Many would agree that to prevent future tragedies from occurring like those in Newtown and Colorado we should have a deeper understanding of what the key components and common factors are that drive a person to such acts of violence. Ablechild, a national parent rights organization with parent members within Sandy Hook and Newtown, has been on the front lines of the Newtown tragedy as it unfolded. It has been asking for accountability in the form of disclosure of all records pertaining to the shooter as a means of transparency, to provide the public with facts that could be pertinent in protecting their safety. Sadly this transparency has eluded the Newtown “investigation” from the start.

One of these questions was whether or not Adam Lanza was under the influence of one or more drugs to include all prescription drugs.

“What plagues this investigation is that some are simply fixated on having it remain secret in spite of the urgency of transparency that is clearly needed to protect the public,” said Patricia Weathers Cofounder of Ablechild. “It is alarming that here we are very close to a year later and the public still remains in the dark, records are still sealed, and the State is now saying that it is opposing a release of the records because those records “can cause a lot of people to stop taking their medications”. 

This opposition comes despite the fact that 31 school shootings and/or school-related acts of violence have been committed by those taking or withdrawing from psychiatric drugs resulting in 162 wounded and 72 killed and despite the fact that Ablechild for years has been asking for a federal investigation into the link between psychiatric drugs and these violent acts, without result.

Mrs. Weathers went on to add, “If there is nothing to hide then disclose, especially if this information has the potential for reevaluating the use of certain prescription drugs that evidence shows are contributing to the rapidly growing acts of violence in this country in recent years. Our organization thinks that both the Medical Examiner’s office and State’s actions are unacceptable and reprehensible because in actuality they place the public at risk.”
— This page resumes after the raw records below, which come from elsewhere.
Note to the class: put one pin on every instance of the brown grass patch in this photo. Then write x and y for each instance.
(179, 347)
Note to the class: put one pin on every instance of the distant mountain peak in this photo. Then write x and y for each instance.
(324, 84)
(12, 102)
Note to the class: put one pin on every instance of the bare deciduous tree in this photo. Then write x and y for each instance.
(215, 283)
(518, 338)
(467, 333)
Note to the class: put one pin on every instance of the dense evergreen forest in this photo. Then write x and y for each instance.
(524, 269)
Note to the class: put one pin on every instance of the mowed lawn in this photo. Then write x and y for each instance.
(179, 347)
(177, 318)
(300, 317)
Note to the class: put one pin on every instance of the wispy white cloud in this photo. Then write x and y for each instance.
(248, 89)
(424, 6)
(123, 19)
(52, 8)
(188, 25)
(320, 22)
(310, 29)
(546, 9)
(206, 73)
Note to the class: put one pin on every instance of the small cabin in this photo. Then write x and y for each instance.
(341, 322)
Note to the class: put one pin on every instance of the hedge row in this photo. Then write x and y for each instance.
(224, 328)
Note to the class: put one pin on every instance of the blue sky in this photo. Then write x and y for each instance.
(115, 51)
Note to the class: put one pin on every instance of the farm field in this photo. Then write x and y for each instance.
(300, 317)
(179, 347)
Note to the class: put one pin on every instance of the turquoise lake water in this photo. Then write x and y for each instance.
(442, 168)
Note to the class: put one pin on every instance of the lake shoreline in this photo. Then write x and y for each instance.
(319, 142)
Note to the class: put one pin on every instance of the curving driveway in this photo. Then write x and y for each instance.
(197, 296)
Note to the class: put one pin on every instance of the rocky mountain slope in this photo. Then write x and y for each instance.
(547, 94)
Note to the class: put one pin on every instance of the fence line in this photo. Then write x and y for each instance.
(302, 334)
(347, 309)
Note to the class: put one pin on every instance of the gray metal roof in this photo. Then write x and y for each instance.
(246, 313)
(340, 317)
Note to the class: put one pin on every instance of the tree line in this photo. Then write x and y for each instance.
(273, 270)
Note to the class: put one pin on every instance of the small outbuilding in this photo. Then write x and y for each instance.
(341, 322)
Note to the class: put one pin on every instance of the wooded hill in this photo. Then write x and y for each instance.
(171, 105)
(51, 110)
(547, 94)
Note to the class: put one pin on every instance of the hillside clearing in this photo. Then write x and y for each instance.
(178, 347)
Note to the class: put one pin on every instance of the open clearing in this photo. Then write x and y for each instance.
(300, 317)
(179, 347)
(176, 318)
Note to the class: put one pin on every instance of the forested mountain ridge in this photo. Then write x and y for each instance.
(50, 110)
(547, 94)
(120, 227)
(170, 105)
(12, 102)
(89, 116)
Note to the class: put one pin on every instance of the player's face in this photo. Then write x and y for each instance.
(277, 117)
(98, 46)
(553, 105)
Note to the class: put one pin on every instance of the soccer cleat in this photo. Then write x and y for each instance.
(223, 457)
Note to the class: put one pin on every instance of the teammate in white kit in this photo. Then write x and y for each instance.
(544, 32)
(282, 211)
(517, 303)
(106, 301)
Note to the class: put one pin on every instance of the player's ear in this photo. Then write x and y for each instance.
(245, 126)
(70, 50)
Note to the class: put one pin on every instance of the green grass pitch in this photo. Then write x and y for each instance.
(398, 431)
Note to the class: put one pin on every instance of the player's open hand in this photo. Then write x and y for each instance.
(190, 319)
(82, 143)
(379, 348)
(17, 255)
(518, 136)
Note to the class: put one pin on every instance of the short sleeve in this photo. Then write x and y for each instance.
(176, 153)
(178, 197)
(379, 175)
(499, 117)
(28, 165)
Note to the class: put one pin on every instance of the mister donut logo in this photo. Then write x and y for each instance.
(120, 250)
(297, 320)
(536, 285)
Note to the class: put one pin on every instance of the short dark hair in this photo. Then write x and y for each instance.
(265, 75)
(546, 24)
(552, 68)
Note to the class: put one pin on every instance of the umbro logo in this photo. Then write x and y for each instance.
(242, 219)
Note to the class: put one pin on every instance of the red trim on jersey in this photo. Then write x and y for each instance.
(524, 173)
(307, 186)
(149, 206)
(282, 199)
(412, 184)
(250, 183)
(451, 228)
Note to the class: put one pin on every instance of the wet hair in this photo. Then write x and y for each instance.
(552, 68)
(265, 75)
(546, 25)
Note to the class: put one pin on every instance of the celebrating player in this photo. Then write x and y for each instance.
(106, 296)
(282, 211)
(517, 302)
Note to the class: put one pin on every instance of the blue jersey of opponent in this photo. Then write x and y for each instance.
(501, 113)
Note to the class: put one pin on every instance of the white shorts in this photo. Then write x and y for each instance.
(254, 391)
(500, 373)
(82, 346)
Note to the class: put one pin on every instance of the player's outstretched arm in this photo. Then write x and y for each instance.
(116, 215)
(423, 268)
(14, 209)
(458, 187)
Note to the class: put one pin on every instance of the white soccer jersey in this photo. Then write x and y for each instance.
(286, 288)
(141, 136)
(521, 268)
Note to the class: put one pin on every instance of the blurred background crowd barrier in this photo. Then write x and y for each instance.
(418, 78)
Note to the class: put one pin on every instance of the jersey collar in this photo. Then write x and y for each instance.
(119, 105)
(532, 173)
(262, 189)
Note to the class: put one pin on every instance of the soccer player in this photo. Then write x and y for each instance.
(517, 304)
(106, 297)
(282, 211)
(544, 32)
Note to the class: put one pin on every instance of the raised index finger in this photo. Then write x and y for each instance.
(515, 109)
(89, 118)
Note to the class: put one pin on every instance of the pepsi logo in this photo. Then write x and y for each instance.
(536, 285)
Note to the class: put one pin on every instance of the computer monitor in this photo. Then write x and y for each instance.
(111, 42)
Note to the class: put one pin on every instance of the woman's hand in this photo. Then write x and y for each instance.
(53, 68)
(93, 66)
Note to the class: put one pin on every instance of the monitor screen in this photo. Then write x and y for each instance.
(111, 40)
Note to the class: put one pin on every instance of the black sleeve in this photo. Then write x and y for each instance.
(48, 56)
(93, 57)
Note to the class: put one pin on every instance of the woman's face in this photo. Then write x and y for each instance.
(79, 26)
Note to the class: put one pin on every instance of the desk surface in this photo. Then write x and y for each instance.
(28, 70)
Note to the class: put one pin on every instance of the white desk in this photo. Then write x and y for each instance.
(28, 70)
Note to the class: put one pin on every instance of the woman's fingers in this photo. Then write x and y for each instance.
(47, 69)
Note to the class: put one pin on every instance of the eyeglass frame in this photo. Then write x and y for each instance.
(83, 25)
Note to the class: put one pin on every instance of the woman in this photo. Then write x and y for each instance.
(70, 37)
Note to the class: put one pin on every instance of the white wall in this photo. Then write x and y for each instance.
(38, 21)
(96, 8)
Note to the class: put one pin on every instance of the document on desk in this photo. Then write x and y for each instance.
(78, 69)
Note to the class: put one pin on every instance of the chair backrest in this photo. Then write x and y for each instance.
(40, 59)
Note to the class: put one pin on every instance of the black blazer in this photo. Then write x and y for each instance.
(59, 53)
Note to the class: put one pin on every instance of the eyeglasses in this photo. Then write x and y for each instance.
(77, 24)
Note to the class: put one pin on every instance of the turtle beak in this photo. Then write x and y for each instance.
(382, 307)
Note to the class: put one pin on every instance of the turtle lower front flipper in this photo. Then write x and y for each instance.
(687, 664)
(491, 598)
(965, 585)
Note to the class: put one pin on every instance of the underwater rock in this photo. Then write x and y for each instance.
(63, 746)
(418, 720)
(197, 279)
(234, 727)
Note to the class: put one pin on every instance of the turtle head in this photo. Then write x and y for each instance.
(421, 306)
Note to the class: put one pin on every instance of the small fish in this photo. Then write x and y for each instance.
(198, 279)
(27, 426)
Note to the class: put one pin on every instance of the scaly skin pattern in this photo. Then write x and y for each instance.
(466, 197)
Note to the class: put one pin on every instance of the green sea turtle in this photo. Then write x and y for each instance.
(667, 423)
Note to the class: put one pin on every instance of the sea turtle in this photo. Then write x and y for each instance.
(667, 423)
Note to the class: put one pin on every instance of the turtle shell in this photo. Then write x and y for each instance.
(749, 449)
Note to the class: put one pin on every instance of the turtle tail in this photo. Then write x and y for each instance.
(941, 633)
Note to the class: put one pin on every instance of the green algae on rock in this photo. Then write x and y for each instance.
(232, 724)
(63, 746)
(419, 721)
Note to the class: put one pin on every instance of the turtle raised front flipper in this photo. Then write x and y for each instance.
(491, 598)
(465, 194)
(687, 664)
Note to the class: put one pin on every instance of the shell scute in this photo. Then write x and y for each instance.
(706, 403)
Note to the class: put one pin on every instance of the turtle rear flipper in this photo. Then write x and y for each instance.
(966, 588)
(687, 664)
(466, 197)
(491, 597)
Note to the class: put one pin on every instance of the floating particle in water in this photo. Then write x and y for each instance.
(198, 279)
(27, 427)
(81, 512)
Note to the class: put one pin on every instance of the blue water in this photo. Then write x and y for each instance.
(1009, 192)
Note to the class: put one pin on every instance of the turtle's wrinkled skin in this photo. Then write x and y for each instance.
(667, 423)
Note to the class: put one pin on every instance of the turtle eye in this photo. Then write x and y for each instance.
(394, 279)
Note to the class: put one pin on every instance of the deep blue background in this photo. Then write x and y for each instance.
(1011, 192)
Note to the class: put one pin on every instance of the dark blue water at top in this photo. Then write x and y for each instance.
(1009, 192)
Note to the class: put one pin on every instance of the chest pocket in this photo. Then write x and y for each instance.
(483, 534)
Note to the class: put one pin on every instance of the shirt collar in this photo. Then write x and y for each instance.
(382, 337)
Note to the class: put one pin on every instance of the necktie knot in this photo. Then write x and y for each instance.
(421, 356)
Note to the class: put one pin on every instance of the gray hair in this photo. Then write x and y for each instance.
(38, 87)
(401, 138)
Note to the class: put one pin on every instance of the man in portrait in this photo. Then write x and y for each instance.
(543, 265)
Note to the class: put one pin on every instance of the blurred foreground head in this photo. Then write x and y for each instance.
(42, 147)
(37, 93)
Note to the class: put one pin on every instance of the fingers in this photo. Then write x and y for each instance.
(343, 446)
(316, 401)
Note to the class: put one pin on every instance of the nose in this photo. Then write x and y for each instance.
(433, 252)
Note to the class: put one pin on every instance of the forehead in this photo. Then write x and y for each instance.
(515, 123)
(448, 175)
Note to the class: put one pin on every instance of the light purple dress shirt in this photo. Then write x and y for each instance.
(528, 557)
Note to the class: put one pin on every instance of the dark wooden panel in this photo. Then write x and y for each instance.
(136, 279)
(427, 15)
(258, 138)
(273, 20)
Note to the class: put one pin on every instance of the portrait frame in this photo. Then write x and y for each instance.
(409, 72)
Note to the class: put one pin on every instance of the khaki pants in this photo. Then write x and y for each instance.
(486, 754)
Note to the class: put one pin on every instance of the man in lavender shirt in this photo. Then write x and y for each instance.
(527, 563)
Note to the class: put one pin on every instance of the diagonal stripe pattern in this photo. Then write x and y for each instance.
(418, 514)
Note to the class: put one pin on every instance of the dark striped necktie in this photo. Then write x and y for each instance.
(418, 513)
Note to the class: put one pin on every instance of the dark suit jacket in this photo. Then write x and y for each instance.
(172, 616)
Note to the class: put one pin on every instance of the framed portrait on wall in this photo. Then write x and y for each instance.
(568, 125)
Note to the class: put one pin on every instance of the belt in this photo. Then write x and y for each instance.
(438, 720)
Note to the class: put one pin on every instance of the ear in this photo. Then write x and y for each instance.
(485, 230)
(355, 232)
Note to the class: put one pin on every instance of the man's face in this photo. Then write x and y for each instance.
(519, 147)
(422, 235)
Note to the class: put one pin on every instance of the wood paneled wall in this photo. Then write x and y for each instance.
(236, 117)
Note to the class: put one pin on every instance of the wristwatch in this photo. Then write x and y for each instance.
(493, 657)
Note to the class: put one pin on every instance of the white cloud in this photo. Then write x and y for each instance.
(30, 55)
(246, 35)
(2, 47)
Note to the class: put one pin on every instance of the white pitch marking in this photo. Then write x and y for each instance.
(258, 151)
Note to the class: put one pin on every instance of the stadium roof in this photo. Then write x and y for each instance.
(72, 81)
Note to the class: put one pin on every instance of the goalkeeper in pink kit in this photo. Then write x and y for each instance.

What should be more alarming to the public is that the media doesn’t question this failure to disclose that is being arbitrarily wielded by the State Medical Examiner’s Office, despite the evidence that at the very least should call for a review. In the midst of this tragedy the State itself has scrambled for solutions in the form of firearm prevention legislation and sweeping mental health funding without ever actually demanding that all evidence be reviewed first before passing such legislation.

Newtown was the second deadliest mass shooting by a single person in American history, after the 2007 Virginia Tech Massacre and comes 14 years after Columbine. What is telling in all of this…America is still chasing its tail while the public pays a heavy price!